STANDISH—Ask anyone involved with the Unified Basketball team at Bonny Eagle High School what makes it great and they’ll probably mention the smiles.
Unified Basketball brings together students with developmental disabilities and those without to form a competitive basketball team that plays against other schools.
But competition takes a back seat to enjoyment and a wholehearted kind of sportsmanship at the games, according to co-coach Paula Pettersen.
Players on the team are “just as happy when someone on the other team scores a basket as when they score a basket,” said Pettersen, who works as an educational technician at the middle school.
The students “always smile no matter what happens,” said student Maya Daniels, a partner entering her second season with the team.
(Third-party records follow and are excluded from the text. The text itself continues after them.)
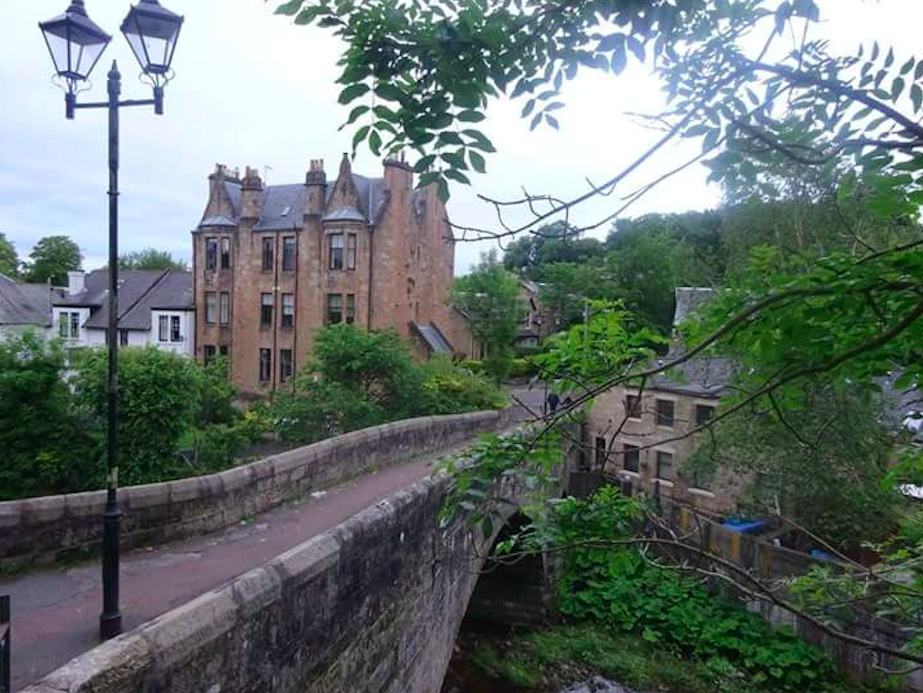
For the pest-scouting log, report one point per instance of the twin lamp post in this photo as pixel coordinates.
(76, 44)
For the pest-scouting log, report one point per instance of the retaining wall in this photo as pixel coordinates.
(56, 527)
(372, 605)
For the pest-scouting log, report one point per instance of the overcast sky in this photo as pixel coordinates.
(252, 89)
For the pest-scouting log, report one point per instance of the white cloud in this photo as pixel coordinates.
(252, 89)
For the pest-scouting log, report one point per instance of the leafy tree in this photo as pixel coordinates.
(52, 258)
(489, 297)
(9, 260)
(355, 379)
(45, 447)
(151, 259)
(160, 397)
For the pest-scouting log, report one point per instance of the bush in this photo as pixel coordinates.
(622, 589)
(523, 368)
(46, 447)
(451, 389)
(160, 398)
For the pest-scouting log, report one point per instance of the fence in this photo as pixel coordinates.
(6, 656)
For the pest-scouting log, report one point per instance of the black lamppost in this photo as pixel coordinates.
(76, 45)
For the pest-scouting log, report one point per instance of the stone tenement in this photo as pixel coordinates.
(42, 529)
(373, 605)
(272, 264)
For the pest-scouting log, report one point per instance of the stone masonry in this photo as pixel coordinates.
(272, 264)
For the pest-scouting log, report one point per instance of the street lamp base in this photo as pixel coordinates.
(110, 625)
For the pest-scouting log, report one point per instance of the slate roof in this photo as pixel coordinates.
(24, 304)
(293, 197)
(688, 300)
(433, 338)
(283, 208)
(140, 291)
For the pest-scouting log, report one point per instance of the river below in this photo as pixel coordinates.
(465, 676)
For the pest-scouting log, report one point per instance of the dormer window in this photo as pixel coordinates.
(336, 251)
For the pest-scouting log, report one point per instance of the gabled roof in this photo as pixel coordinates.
(433, 338)
(140, 291)
(172, 292)
(24, 304)
(283, 208)
(284, 205)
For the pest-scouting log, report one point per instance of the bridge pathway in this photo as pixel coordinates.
(56, 610)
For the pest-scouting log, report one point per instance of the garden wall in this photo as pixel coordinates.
(58, 527)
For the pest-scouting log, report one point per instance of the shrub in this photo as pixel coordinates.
(46, 448)
(451, 389)
(160, 398)
(622, 589)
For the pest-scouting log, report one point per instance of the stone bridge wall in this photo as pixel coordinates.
(372, 606)
(55, 527)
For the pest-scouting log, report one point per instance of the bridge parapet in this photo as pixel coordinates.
(372, 605)
(54, 527)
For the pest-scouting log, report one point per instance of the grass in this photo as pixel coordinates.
(565, 654)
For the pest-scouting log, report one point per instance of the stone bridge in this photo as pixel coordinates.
(373, 604)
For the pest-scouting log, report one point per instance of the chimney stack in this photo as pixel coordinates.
(316, 182)
(76, 282)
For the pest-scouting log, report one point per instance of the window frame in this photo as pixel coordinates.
(352, 250)
(266, 310)
(336, 251)
(286, 365)
(289, 253)
(672, 465)
(288, 311)
(600, 452)
(211, 253)
(224, 308)
(265, 365)
(631, 451)
(330, 308)
(659, 417)
(211, 307)
(349, 314)
(699, 421)
(225, 252)
(633, 413)
(269, 253)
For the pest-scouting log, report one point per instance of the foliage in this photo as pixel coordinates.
(9, 260)
(45, 446)
(825, 475)
(358, 379)
(590, 353)
(451, 389)
(217, 446)
(217, 394)
(566, 653)
(489, 297)
(160, 397)
(553, 244)
(628, 590)
(51, 259)
(519, 457)
(150, 259)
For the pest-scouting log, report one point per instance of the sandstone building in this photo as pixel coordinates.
(272, 264)
(644, 436)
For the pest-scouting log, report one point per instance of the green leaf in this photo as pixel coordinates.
(477, 161)
(471, 116)
(353, 92)
(290, 8)
(375, 143)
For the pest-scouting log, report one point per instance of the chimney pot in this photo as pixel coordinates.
(76, 282)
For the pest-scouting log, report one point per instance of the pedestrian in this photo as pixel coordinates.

Daniels, who plays field hockey during the regular season, said besides the basics of dribbling and passing, playing for the team has taught her that “everyone should be treated fairly, and everyone is equal” regardless of ability.
Unified Basketball started three years ago with a partnership between the Maine Principals Association and Special Olympics Maine. Bonny Eagle was among the first high schools to adopt the program. Since then, the list of schools with unified teams has grown significantly every year, said Eric Curtis, athletic director.
This year, Windham High School will join the list with its own unified team. The Regional School Unit 14 Board of Directors voted on Dec. 7 unanimously to sanction the team, which received a $2,500 scholarship from Special Olympics to spread over two years to help get the team up and running.
Teams include a mix of players, who have developmental disabilities, and partners. During the game, there are three players and two partners on the court at a time. Students who play varsity or junior varsity ball are not able to play unified because their schedules conflict.
Pettersen said the players have a range of disabilities; some are nonverbal or may need assistance walking, and others play recreational league basketball after unified practice.
Partners are allowed to shoot up to 25 percent of the team’s total points for any game, but Pettersen said the partners on her team avoid shooting, preferring to set up players for a shot.
Aiden McGlone, a partner and team captain, said he prefers “passing it to the players and watching their faces when they score. That was just always better to me.”
McGlone, a member of the school football team, said the players are “usually a better shot than me.”
Brandon Pierce will be a player for the high school team for the first time this year. He played previously on the middle school’s unified team and said he joined because he wanted to have fun with the other team members.
This year, he said joining the team will help him to make friends in the high school.
Practices for Bonny Eagle’s unified team start in mid-January, and the team will play eight games against teams from other schools.
Teams are allowed to have up to 22 students, but Curtis said interest at Bonny Eagle exceeds that number.
“We’ll have to turn kids away this year,” he said. But they find other ways for students of all abilities to be involved – whether it’s announcing the games, playing music or throwing T-shirts into the stands.
Students also get involved by filling the stands, he said, which are usually packed with cheering fans. And the next day, students greet players and partners in the hallway with high-fives and congratulations, he said.
The game is about “sharing and sportsmanship,” he said, values that are reflected only on the court and then permeate throughout the school.
Brandon Pierce, center, a player on Bonny Eagle High School’s Unified Basketball team, with partners Aiden McGlore, left, and Maya Daniels.
Brandon Pierce, a player on Bonny Eagle’s Unified Basketball team, gets some free-throw pointers from team partners Aiden McGlore and Maya Daniels.